Hi,
We're running several unbound 1.6.0 (debian9 stable) instances for public service and we are experiencing service impactions while executing flush_zone action. As the instances have 32GB of memory and 4 skylake vCPUs, we beefed up the cache size parameters.
Current config, which leads up to overall of 22GB memory usage by the unbound process:
so-reuseport: yes
num-threads: 4
msg-cache-slabs: 4
rrset-cache-slabs: 4
infra-cache-slabs: 4
key-cache-slabs: 4
rrset-cache-size: 8000m
msg-cache-size: 4000m
neg-cache-size: 200m
key-cache-size: 500m
outgoing-range: 8192
num-queries-per-thread: 4096
so-rcvbuf: 8m
so-sndbuf: 8m
unwanted-reply-threshold: 10000000
infra-cache-numhosts: 500000
The 'unbound-control flush_zone some.domain' execution takes on busier instance 12..15 seconds. During flush, the unbound doesn't send out any DNS reply packets and there is silence on the wire until flush completes. The IO graphs in attach will demonstrate, how the source udp53 packet rate drops from 20Kpps to 0 for the flush execution time. Flush in a prime-time on a busy node easily results in a loss of approx 500K requests.

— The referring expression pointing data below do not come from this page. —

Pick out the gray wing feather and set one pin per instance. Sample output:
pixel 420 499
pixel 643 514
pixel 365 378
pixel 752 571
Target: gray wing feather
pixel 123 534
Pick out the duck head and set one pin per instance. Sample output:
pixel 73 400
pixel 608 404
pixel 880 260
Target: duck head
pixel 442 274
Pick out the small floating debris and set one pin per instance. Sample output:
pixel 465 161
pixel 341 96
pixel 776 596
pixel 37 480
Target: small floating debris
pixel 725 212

Unbound process consumes up all CPU resources (4vCPU's flat out), while in normal operation the CPU usage is avg 20..30%.
I gathered unbound-control status and stats outputs to separate file in attachment.

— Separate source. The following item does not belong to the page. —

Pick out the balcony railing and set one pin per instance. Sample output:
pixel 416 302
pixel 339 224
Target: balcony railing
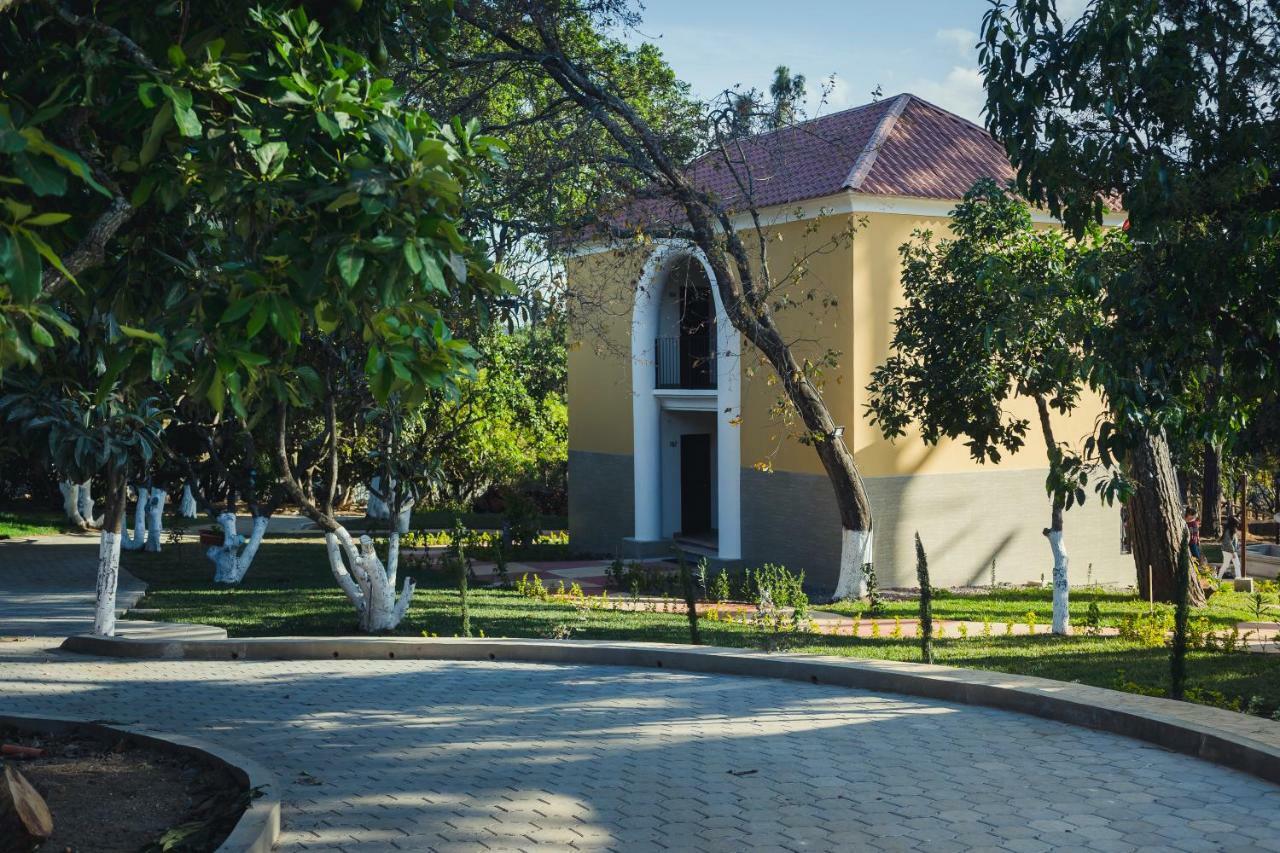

There is a massive burst of reply packets after the flush operation has been completed (see attached wireshark IO graphs). It could be related to kernel receive queue, which buffers queries while flush is in action.

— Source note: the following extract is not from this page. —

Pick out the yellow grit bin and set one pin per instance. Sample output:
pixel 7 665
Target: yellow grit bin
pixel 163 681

Our main concern is the services unresponsiveness during flush. To reduce impaction time, we could decrease buffers size for example to following values, but it sure doesn't look like a solution to service impact.
rrset-cache-size: 640m
msg-cache-size: 320m
neg-cache-size: 32m
key-cache-size: 32m
Could there be any enhancements regarding cache handling and flush_zone in current 1.9 release compared to 1.6? In the changelog I couldn't find anything related to flush performance/impact.
Has anyone else had the same problem and could share some wisdom, how to get around it?
With larger cache size, theres also a bit more need for the flush to be usable.
kind regards,